Justin Stoddart

Personal information
- Full name: Justin Stoddart
- Date of birth: 3 November 1995 (age 30)
- Place of birth: Brampton, Ontario, Canada
- Height: 1.75 m (5 ft 9 in)
- Position: Midfielder

College career
- Years: Team / Apps / (Gls)
- 2015: Temple Owls / 18 / (3)
- 2017: Oakland Golden Grizzlies / 12 / (0)

Senior career*
- Years: Team / Apps / (Gls)
- 2016–2019: Sigma FC / 61 / (19)
- 2019: Forge FC / 1 / (0)

= Justin Stoddart =

Canadian soccer player (born 1995)

Justin Stoddart (born 3 November 1995) is a Canadian professional soccer player who plays as a midfielder.

==Club career==
===Sigma FC===
In 2016, Stoddart played for Sigma FC in League1 Ontario, scoring seven goals in nineteen appearances. The following year, he made thirteen appearances for Sigma, scoring four goals. In 2018, Stoddart made fourteen league appearances, scoring two goals, and made another three appearances in the League1 Ontario playoffs.
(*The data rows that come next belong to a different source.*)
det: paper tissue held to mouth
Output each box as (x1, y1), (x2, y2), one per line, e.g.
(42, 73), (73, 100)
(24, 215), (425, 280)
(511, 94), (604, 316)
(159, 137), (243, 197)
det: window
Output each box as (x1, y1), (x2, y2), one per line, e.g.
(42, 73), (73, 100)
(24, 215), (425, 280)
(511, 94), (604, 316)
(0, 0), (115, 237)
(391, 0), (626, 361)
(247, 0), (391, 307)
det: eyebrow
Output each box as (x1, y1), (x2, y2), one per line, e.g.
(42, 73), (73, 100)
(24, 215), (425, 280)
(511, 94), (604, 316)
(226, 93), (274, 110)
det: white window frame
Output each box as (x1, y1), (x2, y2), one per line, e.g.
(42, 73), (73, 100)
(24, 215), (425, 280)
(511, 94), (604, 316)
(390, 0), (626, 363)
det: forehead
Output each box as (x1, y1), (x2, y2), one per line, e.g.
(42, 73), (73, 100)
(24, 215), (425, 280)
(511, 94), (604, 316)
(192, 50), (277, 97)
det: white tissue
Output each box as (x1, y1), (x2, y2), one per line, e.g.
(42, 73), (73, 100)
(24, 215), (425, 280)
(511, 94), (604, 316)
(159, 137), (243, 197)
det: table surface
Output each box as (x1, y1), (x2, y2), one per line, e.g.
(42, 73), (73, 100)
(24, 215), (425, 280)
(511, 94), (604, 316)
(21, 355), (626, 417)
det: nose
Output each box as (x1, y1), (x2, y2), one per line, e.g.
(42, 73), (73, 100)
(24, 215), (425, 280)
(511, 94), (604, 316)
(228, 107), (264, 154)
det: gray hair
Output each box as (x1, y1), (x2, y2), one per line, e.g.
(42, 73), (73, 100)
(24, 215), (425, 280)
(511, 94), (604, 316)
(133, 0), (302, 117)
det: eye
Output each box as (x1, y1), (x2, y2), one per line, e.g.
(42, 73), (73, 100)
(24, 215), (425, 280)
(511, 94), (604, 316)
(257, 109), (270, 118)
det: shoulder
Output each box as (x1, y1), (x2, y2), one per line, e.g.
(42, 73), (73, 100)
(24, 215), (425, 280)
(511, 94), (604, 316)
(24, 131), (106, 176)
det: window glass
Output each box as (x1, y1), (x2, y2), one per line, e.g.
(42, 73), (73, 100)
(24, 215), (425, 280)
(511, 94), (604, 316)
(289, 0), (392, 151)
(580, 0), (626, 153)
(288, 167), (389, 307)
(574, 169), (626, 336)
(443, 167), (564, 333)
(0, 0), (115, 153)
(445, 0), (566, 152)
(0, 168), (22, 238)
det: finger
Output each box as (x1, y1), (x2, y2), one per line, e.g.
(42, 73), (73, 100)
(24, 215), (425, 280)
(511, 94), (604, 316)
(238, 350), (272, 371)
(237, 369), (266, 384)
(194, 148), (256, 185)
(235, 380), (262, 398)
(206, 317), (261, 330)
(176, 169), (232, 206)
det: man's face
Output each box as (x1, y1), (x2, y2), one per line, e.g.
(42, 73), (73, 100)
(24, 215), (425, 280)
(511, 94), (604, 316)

In 2019, Stoddart scored six goals in fifteen league appearances and made another two appearances in the playoffs.

===Forge FC===
On 15 September 2019, Stoddart signed his first professional contract with Canadian Premier League side Forge FC. On 6 October 2019, he made his only appearance with Forge, entering in the 76th minute as a substitute in a 1–0 win over York9 FC. On 8 January 2020, the club announced Stoddart would not return for the 2020 season.